Personal information
- Nationality: Ukrainian
- Born: 18 March 1990 (age 36) Kyiv, Ukrainian SSR, Soviet Union
- Height: 1.78 m (5 ft 10 in)
- Weight: 70 kg (154 lb)

Sport
- Country: Ukraine
- Sport: Rowing
- Event: Lightweight double sculls
- Club: Ukrainian Armed Forces
- Coached by: Serhiy Prodan, Anton Prodan

Medal record
Men's rowing
Representing Ukraine
World Championships
| Bronze medal – third place | 2022 Račice | Lwt double sculls |
European Championships
| Bronze medal – third place | 2026 Varese | Lwt single sculls |
Universiade
| Silver medal – second place | 2013 Kazan | Lwt double sculls |
| Silver medal – second place | 2015 Gwangju | Lwt double sculls |
| Silver medal – second place | 2015 Gwangju | Eight |

= Ihor Khmara =

Ukrainian rower (born 1990)

Ihor Khmara (Ігор Хмара; born 18 March 1990) is a Ukrainian male rower. He represented Ukraine together with Stanislav Kovalov at the 2020 Summer Olympics in the lightweight double sculls competition where they finished 9th.

==Career==
His best performances at the European Championships were in 2012, 2018, 2020 and 2021 when he finished 6th in lightweight double sculls events.
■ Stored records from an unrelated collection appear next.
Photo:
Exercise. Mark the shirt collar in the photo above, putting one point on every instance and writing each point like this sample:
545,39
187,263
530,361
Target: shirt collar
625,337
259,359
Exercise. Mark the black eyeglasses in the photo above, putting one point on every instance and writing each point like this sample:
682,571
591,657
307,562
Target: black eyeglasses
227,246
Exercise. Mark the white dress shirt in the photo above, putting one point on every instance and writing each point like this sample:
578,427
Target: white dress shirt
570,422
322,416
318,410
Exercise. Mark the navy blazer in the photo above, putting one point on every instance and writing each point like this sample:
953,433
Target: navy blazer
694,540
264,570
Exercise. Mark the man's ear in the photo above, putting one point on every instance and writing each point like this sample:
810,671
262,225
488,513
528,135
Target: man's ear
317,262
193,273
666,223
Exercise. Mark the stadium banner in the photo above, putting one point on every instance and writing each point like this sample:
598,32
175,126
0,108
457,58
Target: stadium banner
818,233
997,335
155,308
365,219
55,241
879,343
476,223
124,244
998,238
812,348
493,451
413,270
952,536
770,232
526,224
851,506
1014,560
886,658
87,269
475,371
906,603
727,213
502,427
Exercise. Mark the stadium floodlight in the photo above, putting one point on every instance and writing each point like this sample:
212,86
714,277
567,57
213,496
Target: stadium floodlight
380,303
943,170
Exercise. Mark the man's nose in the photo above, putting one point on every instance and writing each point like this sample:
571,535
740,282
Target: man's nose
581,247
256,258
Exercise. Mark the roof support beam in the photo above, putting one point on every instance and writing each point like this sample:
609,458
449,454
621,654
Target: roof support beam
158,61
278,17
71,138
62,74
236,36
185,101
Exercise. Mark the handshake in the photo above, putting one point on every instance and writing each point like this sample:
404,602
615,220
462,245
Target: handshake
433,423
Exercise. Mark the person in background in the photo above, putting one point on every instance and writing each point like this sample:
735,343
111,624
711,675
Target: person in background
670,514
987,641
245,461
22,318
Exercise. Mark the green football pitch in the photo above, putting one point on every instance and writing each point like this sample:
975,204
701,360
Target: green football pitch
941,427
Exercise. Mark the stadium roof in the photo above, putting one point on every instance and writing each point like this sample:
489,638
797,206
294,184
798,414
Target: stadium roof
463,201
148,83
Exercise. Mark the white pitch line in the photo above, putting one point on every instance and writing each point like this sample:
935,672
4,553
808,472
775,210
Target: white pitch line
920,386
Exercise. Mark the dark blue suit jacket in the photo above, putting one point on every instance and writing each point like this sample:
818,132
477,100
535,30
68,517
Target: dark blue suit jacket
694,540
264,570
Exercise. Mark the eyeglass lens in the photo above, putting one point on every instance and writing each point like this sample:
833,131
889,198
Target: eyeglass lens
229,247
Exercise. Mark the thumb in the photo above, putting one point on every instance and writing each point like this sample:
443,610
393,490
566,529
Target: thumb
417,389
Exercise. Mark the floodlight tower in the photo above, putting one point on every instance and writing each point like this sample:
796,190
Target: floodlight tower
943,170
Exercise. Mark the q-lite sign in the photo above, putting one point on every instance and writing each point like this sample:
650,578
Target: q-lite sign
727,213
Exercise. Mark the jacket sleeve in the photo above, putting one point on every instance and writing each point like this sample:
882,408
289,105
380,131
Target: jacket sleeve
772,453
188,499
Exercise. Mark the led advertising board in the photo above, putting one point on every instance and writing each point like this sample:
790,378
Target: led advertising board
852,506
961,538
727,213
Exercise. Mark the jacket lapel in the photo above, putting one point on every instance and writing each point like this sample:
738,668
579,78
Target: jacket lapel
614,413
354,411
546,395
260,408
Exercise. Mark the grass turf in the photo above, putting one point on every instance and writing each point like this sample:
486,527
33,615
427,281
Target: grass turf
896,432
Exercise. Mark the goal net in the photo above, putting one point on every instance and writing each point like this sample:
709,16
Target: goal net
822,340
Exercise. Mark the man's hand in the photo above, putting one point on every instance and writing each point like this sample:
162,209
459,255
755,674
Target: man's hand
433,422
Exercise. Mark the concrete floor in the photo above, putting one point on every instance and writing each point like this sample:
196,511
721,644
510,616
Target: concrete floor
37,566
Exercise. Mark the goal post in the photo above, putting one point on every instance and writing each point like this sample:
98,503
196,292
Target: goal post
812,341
Khmara competes together with Stanislav Kovalov in lightweight double sculls competitions. They won two silver medals at the Summer Universiades in 2013 and 2015 (that year Khmara also won another silver in men's eight). At the 2017 World Championships in Sarasota they were 9th. At the 2018 World Championships in Plovdiv, they finished 10th. At the 2019 World Championships in Ottensheim, they were 20th.

Khmara also took part in lightweight quadruple sculls competitions. At the 2016 World Championships in Rotterdam, he together with Roman Fedorenko, Serhii Siabro, and Stanislav Kovalov missed medal after finishing 4th behind crews from Germany, France, and Greece.

Khmara managed to qualify together with Stanislav Kovalov for 2020 Summer Olympics after winning European Qualification Regatta in April 2021 in Varese, Italy. They became the first Ukrainian crew to represent Ukraine in this type of boat. In the lightweight double sculls competition they were 4th out of 6 boat in the heat 2 and 1st out of 6 boats in the repechage heat 1. In the semifinal A/B 2 they finished 4th just 1.5 seconds behind the third boat which was the last one to qualify for final. In final B they finished 3rd, thus ranking 9th at the 2020 Summer Olympics.

==Personal life==
Khmara is married. His hobbies include fishing and cooking.